Borussias Wiedersehen mit Favre Das Beste kommt zum Schluss

Mönchengladbach · Mönchengladbach trifft im Spitzenspiel auf Ex-Trainer Lucien Favre, der nun in Dortmund arbeitet. Für die Gladbacher wird es die Nagelprobe nach einer herausragenden Hinserie - und für die Fans das Treffen der beiden torgefährlichsten Teams der Liga.

 Borussia-Trainer Dieter Hecking.

Borussia-Trainer Dieter Hecking.

Foto: dpa/Tobias Hase

Wenn sich ein Roman-Autor oder Filmregisseur diese Geschichte ausgedacht hätte, hätte er bestenfalls ein schlappes Lächeln für seinen Entwurf geerntet. Einfach, weil alles viel zu konstruiert und unwahrscheinlich klingt. Borussia Mönchengladbach trifft erstmals in einem Pflichtspiel auf Lucien Favre, der sich zwischen Februar 2011 und September 2015 als Retter und Erwecker des Klubs verdient und aus einem Fast-Absteiger einen Europapokal-Teilnehmer gemacht hat. Nun ist der Schweizer Trainer bei der anderen Borussia, der aus Dortmund. Die ist Tabellenführer der Fußball-Bundesliga – vor Favres „Ex“, Mönchengladbach. Der Fußball spitzt die Dinge zuweilen zu bis ins Irreale.

Yann Sommer, der Torwart der Gladbacher, möchte das Favre-Thema jedoch nicht überbewerten. „Er wird ja nicht auf dem Rasen stehen“, sagte der 30-Jährige. Die ganz große Wiedersehens-Emotion ist sowieso raus aus der Sache, weil es im Sommer 2017 schon ein Treffen mit Favre gab. Der Trainer kam mit seinem damaligen Klub OGC Nizza ins Trainingslager der Borussen in Rottach-Egern, um sich mit den Gladbachern im Freundschaftsspiel zu messen. Unter anderem spielte da Alassane Plea vor, der nun Mittelstürmer in Gladbach ist – und damit ein großer Faktor bei dem, was Manager Max Eberl „eine Art Neuanfang“ nennt, den die niederrheinische Borussia im Sommer gemacht hat.

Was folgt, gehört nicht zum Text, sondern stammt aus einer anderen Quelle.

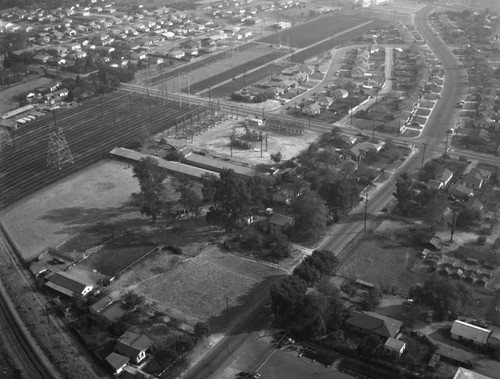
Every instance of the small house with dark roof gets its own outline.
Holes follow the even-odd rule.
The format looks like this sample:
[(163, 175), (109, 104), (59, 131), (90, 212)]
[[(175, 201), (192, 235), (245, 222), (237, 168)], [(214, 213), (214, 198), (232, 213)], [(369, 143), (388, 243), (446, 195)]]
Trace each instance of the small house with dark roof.
[(269, 219), (269, 231), (272, 234), (285, 233), (295, 224), (295, 219), (290, 216), (285, 216), (279, 213), (273, 213)]
[(65, 271), (55, 272), (46, 278), (46, 287), (68, 297), (86, 296), (94, 288), (92, 284), (86, 283)]
[(127, 331), (116, 341), (115, 351), (137, 364), (146, 358), (146, 351), (151, 346), (153, 341), (145, 335)]
[(381, 338), (395, 338), (403, 323), (375, 312), (353, 312), (347, 325), (360, 333), (373, 333)]
[(118, 353), (111, 353), (106, 357), (106, 362), (113, 369), (115, 375), (120, 375), (123, 369), (128, 365), (130, 359)]

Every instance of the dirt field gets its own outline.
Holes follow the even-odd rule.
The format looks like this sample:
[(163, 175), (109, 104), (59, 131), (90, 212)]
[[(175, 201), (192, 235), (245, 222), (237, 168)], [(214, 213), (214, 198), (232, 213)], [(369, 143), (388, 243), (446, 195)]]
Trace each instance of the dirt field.
[(162, 311), (190, 324), (214, 322), (229, 310), (234, 316), (249, 300), (262, 295), (265, 280), (280, 274), (266, 265), (228, 255), (209, 245), (196, 257), (158, 255), (124, 274), (112, 296), (133, 289)]
[[(262, 105), (260, 108), (256, 108), (256, 115), (260, 115), (262, 112)], [(231, 145), (229, 143), (229, 136), (231, 135), (231, 130), (239, 121), (245, 119), (246, 116), (254, 117), (255, 115), (244, 115), (239, 116), (236, 120), (236, 115), (234, 119), (231, 119), (229, 115), (229, 120), (217, 125), (216, 127), (209, 129), (208, 131), (196, 136), (194, 138), (194, 143), (187, 143), (185, 139), (173, 139), (169, 138), (169, 142), (177, 146), (187, 145), (194, 150), (206, 150), (214, 153), (218, 156), (231, 157)], [(238, 132), (243, 132), (243, 127), (238, 127)], [(270, 164), (271, 154), (281, 151), (283, 160), (290, 159), (296, 156), (300, 151), (306, 149), (311, 142), (319, 138), (320, 134), (311, 130), (305, 130), (303, 135), (286, 135), (279, 134), (270, 130), (265, 130), (267, 133), (267, 151), (266, 151), (266, 141), (262, 144), (262, 157), (260, 153), (260, 142), (254, 142), (255, 148), (252, 150), (238, 149), (233, 147), (233, 160), (235, 161), (245, 161), (256, 164)]]
[(93, 223), (140, 217), (135, 210), (123, 213), (137, 190), (127, 164), (103, 161), (10, 206), (0, 217), (30, 260)]

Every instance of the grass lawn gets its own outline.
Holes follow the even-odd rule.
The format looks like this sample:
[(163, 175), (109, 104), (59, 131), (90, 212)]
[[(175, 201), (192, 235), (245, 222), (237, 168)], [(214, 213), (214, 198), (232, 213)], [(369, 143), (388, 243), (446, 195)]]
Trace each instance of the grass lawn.
[(427, 277), (409, 271), (418, 249), (405, 246), (398, 240), (370, 233), (351, 249), (353, 253), (340, 267), (339, 275), (363, 279), (380, 287), (395, 286), (404, 293)]

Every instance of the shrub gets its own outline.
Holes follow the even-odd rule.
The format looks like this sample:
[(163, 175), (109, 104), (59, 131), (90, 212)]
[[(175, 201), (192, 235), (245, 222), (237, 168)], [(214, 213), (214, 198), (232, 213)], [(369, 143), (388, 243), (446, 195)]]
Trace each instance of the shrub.
[(169, 245), (169, 246), (167, 246), (167, 250), (172, 252), (172, 254), (177, 254), (177, 255), (182, 254), (182, 249), (180, 247), (177, 247), (177, 246)]

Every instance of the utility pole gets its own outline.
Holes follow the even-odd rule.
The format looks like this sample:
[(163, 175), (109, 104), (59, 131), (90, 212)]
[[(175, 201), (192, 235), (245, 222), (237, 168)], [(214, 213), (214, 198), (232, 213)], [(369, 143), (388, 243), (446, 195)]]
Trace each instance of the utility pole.
[(368, 217), (368, 195), (365, 196), (365, 222), (363, 224), (363, 231), (366, 232), (366, 218)]
[(189, 109), (191, 109), (191, 98), (189, 97), (190, 95), (190, 88), (189, 88), (189, 72), (186, 74), (187, 76), (187, 86), (188, 86), (188, 106), (189, 106)]
[(179, 108), (182, 107), (182, 97), (181, 97), (181, 72), (177, 73), (177, 78), (179, 80)]
[(262, 142), (264, 139), (264, 136), (262, 135), (262, 132), (260, 132), (260, 157), (262, 158)]
[(422, 153), (422, 163), (420, 164), (420, 172), (422, 172), (422, 169), (424, 168), (424, 160), (425, 160), (425, 148), (427, 147), (427, 144), (424, 143), (424, 151)]
[(456, 223), (457, 223), (457, 210), (453, 209), (453, 218), (451, 219), (450, 242), (453, 242), (453, 235), (455, 234)]

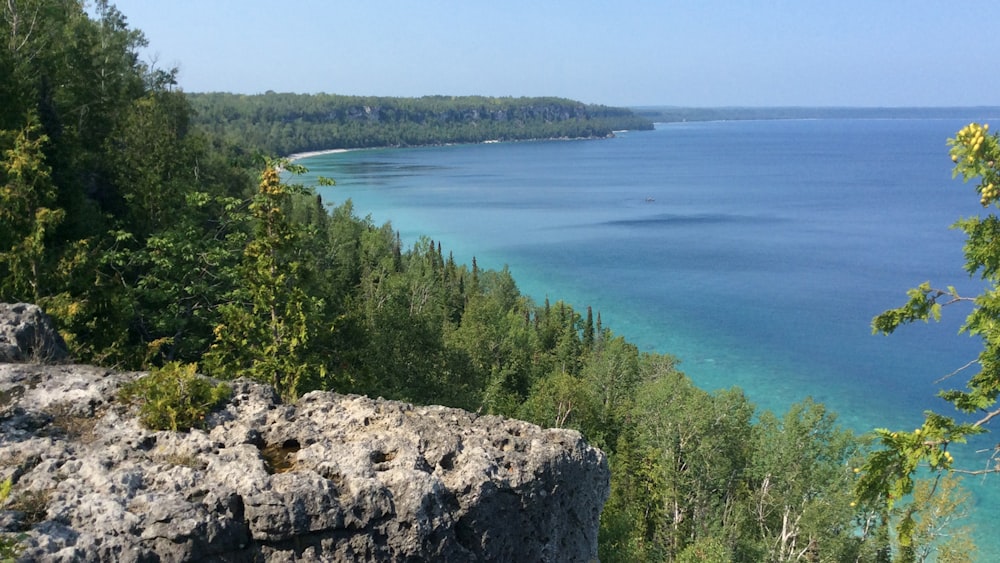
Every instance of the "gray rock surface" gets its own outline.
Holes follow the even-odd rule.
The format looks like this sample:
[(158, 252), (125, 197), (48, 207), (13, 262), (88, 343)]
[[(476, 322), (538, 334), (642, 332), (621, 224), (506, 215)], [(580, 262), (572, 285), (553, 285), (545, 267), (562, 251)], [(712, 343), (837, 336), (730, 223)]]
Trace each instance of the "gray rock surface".
[(25, 561), (589, 561), (609, 490), (580, 434), (233, 382), (207, 430), (154, 432), (142, 374), (0, 365), (0, 531)]
[(59, 362), (66, 343), (37, 305), (0, 303), (0, 362)]

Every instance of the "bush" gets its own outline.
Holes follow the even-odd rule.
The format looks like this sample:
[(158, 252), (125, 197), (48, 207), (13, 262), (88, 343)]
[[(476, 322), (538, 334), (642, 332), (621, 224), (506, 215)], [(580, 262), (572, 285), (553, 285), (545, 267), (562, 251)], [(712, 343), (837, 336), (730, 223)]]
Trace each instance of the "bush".
[(719, 540), (702, 538), (684, 548), (677, 554), (676, 563), (726, 563), (731, 555), (726, 546)]
[(151, 430), (185, 432), (203, 428), (205, 416), (225, 403), (232, 389), (195, 371), (197, 364), (170, 362), (122, 387), (119, 397), (140, 404), (139, 421)]

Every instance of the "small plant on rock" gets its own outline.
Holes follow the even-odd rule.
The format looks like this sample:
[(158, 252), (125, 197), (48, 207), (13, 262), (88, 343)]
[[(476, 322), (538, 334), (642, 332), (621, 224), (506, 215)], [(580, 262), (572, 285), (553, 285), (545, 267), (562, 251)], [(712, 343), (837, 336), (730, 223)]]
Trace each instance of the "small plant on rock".
[(0, 535), (0, 562), (14, 561), (21, 553), (21, 541), (11, 534)]
[(198, 375), (197, 364), (170, 362), (122, 387), (119, 397), (139, 403), (139, 421), (151, 430), (202, 428), (205, 416), (225, 403), (232, 389)]
[[(0, 481), (0, 507), (7, 503), (14, 480), (8, 477)], [(14, 561), (21, 553), (21, 537), (14, 534), (0, 534), (0, 562)]]

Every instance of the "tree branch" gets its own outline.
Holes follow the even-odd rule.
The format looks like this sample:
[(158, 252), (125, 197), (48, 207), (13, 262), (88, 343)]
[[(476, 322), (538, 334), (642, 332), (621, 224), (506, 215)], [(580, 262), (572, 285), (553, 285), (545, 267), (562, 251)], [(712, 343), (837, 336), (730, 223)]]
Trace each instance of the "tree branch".
[(986, 416), (974, 422), (973, 426), (977, 427), (985, 426), (987, 423), (989, 423), (989, 421), (993, 420), (997, 416), (1000, 416), (1000, 409), (996, 409), (986, 413)]
[(962, 475), (989, 475), (990, 473), (1000, 473), (1000, 467), (994, 467), (992, 469), (977, 469), (975, 471), (970, 469), (952, 469), (954, 473), (961, 473)]
[(942, 381), (944, 381), (945, 379), (948, 379), (948, 378), (950, 378), (950, 377), (954, 377), (954, 376), (958, 375), (958, 374), (959, 374), (960, 372), (962, 372), (962, 371), (965, 371), (966, 369), (968, 369), (968, 367), (969, 367), (969, 366), (971, 366), (972, 364), (974, 364), (974, 363), (976, 363), (976, 362), (978, 362), (978, 361), (979, 361), (979, 359), (978, 359), (978, 358), (977, 358), (977, 359), (975, 359), (975, 360), (972, 360), (972, 361), (970, 361), (969, 363), (967, 363), (967, 364), (965, 364), (964, 366), (962, 366), (962, 367), (960, 367), (960, 368), (956, 369), (955, 371), (953, 371), (953, 372), (949, 373), (948, 375), (945, 375), (944, 377), (941, 377), (940, 379), (936, 379), (936, 380), (934, 381), (934, 384), (936, 385), (936, 384), (938, 384), (938, 383), (941, 383), (941, 382), (942, 382)]

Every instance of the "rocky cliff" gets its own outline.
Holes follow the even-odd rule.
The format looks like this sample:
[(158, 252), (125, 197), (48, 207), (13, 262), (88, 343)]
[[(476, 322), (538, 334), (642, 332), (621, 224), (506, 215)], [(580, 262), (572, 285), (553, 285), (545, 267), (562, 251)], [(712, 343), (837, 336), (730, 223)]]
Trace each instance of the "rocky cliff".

„Der Trainer hat ein neues Spielsystem implementiert“, sagte Eberl, im 4-3-3 ist der Mittelstürmer ein zentrales Element. Als Favre noch Trainer war, kamen Gladbach und die Mittelstürmer nicht zusammen, nachzufragen ist da beispielsweise beim Niederländer Luuk de Jong. Favres Ansatz war ein 4-4-2 mit hängenden Spitzen, die Tiki-Taka spielten. Lange galt das als Ideal des Mönchengladbacher Fußballs, erst jetzt hat sich Borussia davon wirklich emanzipiert. „Hier ist richtig etwas entstanden. Deshalb freuen wir uns auf dieses Topspiel“, erklärte Eberl. Es ist eine Nagelprobe für Gladbach.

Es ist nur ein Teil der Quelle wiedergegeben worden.